La fama de Viva Madrid llegó en los años 80, con la movida madrileña. Marcó realmente una época aunque este local existía mucho antes que la movida. Fue fundado como casa de comidas en 1856, por lo que dicen por un tabernero segoviano, de Cuéllar, y en su comienzo fue lugar de reunión de cuadrillas de toreros y aficionados. A comienzos de siglo, algunas tabernas madrileñas se fueron haciendo más elegantes para competir con los cafés. En el caso de Viva Madrid, adquirió un tono palaciego con arpías de escayola en los techos, lámparas de araña y un maravilloso mostrador de madera labrada con barra de estaño. Sin olvidar su fachada, de 1920, un mural de azulejos realizada por la casa sevillana Mensaque. Toda una obra de arte.

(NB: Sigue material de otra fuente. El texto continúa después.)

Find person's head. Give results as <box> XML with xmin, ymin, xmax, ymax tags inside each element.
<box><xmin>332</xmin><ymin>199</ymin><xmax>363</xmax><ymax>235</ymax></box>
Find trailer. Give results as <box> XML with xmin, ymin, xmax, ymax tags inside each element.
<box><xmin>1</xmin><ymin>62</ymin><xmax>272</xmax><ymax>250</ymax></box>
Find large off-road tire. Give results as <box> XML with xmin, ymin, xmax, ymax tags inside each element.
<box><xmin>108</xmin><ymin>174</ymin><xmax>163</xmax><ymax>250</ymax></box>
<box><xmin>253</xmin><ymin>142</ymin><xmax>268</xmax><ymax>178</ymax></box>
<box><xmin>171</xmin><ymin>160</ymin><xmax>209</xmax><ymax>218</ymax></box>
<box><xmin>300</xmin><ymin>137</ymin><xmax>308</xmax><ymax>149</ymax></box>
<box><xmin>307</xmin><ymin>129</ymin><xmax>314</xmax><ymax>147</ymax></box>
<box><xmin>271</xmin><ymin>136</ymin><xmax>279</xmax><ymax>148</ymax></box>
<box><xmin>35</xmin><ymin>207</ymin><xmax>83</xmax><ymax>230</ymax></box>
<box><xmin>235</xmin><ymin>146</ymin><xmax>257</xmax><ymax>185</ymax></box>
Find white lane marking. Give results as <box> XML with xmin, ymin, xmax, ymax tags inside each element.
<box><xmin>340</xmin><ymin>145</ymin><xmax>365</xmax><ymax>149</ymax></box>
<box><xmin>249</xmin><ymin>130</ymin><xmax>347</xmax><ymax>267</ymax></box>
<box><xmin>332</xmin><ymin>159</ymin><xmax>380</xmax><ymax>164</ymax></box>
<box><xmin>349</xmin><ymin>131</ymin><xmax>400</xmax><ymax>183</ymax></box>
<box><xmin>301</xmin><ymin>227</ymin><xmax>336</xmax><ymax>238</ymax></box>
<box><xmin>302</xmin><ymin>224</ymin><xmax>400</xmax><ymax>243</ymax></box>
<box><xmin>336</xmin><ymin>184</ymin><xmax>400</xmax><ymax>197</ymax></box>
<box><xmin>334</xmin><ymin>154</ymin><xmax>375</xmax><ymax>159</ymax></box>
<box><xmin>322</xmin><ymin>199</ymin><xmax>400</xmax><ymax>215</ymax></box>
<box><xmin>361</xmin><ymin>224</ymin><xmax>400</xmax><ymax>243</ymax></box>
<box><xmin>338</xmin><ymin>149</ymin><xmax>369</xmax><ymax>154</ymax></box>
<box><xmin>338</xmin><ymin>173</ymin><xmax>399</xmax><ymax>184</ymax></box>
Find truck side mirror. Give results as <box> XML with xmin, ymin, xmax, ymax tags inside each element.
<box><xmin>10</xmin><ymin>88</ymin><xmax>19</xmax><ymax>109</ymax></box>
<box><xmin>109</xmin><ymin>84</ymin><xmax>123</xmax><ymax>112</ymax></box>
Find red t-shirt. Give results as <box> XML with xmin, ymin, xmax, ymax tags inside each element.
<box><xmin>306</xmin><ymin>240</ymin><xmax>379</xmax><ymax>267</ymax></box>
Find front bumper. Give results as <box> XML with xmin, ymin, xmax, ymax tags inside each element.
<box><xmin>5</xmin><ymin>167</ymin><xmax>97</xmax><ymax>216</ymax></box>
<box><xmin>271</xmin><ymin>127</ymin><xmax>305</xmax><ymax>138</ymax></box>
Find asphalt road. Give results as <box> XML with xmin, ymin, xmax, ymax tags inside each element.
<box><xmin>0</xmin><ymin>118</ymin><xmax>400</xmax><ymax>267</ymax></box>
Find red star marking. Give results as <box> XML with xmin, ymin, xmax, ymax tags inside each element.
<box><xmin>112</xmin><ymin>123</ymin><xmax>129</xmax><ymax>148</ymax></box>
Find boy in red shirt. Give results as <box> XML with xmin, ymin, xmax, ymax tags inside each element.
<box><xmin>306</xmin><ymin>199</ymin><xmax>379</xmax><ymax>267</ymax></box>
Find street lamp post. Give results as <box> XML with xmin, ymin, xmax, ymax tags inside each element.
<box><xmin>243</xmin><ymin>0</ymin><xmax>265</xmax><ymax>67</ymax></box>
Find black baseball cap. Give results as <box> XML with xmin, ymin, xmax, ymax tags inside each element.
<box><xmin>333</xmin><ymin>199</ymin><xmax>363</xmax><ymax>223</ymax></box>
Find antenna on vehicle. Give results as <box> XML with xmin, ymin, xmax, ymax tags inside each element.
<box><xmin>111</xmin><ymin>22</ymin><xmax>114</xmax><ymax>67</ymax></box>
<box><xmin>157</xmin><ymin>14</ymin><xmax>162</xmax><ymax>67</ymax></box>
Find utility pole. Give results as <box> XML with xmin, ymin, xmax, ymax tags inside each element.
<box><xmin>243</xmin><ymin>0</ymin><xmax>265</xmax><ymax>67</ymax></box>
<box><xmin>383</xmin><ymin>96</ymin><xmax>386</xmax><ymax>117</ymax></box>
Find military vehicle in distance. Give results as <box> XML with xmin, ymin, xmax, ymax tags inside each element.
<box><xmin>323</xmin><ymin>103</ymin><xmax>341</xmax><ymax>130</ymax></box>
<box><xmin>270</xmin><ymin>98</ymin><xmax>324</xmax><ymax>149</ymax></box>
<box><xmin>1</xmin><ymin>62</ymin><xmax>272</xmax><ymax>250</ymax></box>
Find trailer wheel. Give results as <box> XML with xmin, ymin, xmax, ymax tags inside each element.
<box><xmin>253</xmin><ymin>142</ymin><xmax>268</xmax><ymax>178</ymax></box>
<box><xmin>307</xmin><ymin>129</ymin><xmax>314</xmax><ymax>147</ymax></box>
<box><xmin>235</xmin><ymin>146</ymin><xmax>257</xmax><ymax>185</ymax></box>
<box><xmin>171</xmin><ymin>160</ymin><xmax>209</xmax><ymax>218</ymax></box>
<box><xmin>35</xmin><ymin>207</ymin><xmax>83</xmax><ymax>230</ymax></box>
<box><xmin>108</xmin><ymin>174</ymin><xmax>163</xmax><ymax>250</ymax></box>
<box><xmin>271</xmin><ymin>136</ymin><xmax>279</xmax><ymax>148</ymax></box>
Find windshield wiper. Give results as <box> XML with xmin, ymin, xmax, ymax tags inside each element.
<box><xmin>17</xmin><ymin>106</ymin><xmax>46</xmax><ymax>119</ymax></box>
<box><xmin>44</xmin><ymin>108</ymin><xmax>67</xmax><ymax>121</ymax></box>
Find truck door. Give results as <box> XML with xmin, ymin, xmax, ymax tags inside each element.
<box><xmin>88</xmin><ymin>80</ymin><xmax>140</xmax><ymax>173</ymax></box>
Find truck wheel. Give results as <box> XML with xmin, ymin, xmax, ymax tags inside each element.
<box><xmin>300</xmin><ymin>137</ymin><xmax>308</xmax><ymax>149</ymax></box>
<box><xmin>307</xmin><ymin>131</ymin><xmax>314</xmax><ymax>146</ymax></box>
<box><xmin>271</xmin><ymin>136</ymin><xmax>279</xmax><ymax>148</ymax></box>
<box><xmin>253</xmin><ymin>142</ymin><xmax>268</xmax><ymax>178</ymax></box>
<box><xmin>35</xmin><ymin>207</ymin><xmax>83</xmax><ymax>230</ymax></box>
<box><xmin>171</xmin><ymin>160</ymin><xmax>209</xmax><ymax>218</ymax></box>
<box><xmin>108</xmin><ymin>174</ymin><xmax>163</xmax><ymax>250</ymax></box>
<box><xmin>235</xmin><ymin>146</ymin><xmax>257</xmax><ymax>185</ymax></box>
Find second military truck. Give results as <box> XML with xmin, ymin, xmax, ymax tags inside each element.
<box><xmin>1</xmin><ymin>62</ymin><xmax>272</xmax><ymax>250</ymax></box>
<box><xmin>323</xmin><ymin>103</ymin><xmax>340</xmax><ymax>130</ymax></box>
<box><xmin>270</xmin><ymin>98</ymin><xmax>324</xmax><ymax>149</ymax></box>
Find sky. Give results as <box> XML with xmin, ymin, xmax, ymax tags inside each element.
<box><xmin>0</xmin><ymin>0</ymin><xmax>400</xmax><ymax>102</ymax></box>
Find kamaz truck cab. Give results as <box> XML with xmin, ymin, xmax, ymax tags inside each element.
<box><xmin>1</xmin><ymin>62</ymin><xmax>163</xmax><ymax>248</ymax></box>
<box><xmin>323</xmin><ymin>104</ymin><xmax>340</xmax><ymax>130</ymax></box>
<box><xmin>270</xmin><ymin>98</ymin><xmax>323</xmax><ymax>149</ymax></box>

«La fachada es realmente una maravilla y a pesar de las remodelaciones que se han realizado conserva partes originales que le convierten es un espacio único», explica a ABC Emilio González, quien junto a su mujer Marisa Iglesias están al frente del hoy restaurante desde 2014. «Es un local con mucha personalidad que te dicta hacia donde lo llevas», subraya Marisa. Venezolanos aunque en España hace ya más de dos décadas, la amistad de Emilio con miembros de la Academia de la Gastronomía de Madrid hizo que se aventurasen en este negocio. Él, ingeniero y ella farmacéutica, diseñadora y fisioterapeuta, aunque dedicada a los negocios, dieron una oportunidad a este local centenario.

Sus anteriores dueños lo convirtieron en restaurante de corte madrileña y ellos quieren potenciar esa tradición. En uno de sus platos más característicos, el cocido, lo han conseguido. «Es el plato estrella, lo hacemos todos los días. Es un cocido muy sutil, puedes repetir sin llenarte, lo desengrasamos mucho y está elaborado con los mejores productos», cuentan sus dueños. Es una receta propia que han trabajado mucho con el responsable de lleva la ruta del cocido.